Finale de Coupe de Belgique : le Stade Roi Baudouin à nouveau vandalisé
Nouvelle finale, mêmes dérives ! Au Stade Roi Baudouin, la fête du football s’est à nouveau muée en scène de vandalisme, relançant la question des sanctions et de la responsabilité des clubs. Florence Frelinx (MR), Première Échevine en charge des Sports à la Ville de Bruxelles réagit.
Publié par A JS
Résumé de l'article
Après la finale de la Coupe de Belgique, le Stade Roi Baudouin a subi d’importants dégâts, notamment dans la tribune d’Anderlecht. La Ville de Bruxelles dénonce des actes inacceptables, entend facturer les réparations au club concerné et soutient un durcissement des sanctions contre les fauteurs de troubles.
Au lendemain de la finale de la Coupe de Belgique entre Anderlecht et l’Union Saint-Gilloise, le constat est sévère.

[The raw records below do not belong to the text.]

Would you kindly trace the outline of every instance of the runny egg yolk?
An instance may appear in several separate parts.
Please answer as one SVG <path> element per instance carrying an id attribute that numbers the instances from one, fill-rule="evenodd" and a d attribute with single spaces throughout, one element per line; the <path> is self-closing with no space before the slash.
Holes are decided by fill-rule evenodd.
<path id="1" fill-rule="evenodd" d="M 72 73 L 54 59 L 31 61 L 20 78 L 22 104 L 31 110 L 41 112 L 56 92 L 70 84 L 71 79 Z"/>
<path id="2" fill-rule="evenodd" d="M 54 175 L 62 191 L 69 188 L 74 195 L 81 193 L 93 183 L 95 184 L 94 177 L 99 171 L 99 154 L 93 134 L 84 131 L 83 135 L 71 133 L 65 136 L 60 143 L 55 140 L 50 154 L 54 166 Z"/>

Le Stade Roi Baudouin, symbole du football national, a subi d’importantes dégradations, concentrées notamment dans la tribune occupée par les supporters anderlechtois.
Un nouvel épisode qui, un an après des incidents similaires, interroge sur l’efficacité des mesures actuelles.

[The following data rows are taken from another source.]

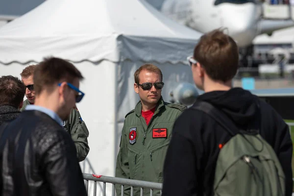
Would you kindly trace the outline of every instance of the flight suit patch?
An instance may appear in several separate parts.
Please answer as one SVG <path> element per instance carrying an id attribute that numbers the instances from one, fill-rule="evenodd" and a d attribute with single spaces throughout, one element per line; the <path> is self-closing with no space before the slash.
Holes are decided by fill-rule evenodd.
<path id="1" fill-rule="evenodd" d="M 130 144 L 134 144 L 136 142 L 136 136 L 137 136 L 137 133 L 136 132 L 136 130 L 137 127 L 133 127 L 130 129 L 129 139 Z"/>
<path id="2" fill-rule="evenodd" d="M 166 128 L 158 128 L 152 129 L 152 137 L 153 138 L 165 138 L 168 136 Z"/>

Un stade national pris pour cible
Selon Florence Frelinx, les faits observés dépassent largement le cadre d’un débordement ponctuel. Des sièges arrachés, des installations endommagées et même un départ de feu en pleine rencontre composent un tableau jugé « dramatique ».
Le bilan précis reste à établir, mais près de 300 sièges auraient déjà été détruits dans une seule tribune. L’année précédente, des dégâts avoisinant les 70.000 euros avaient déjà été recensés après la finale. Une répétition qui renforce le sentiment d’impunité et alimente la colère des autorités communales.
Une atteinte au bien public
Au-delà du coût matériel, c’est la symbolique du lieu qui est en cause. Le Stade Roi Baudouin, propriété de la Ville, est présenté comme un bien commun appartenant à l’ensemble des Belges, aux clubs et aux supporters. Le voir transformé en exutoire de frustrations sportives est jugé inacceptable.
Florence Frelinx insiste sur l’absence totale de justification à ces actes. Si la déception liée au résultat peut être entendue, elle ne saurait en aucun cas légitimer la destruction d’infrastructures publiques. Ces comportements nuisent autant à l’image du football qu’à celle des supporters respectueux.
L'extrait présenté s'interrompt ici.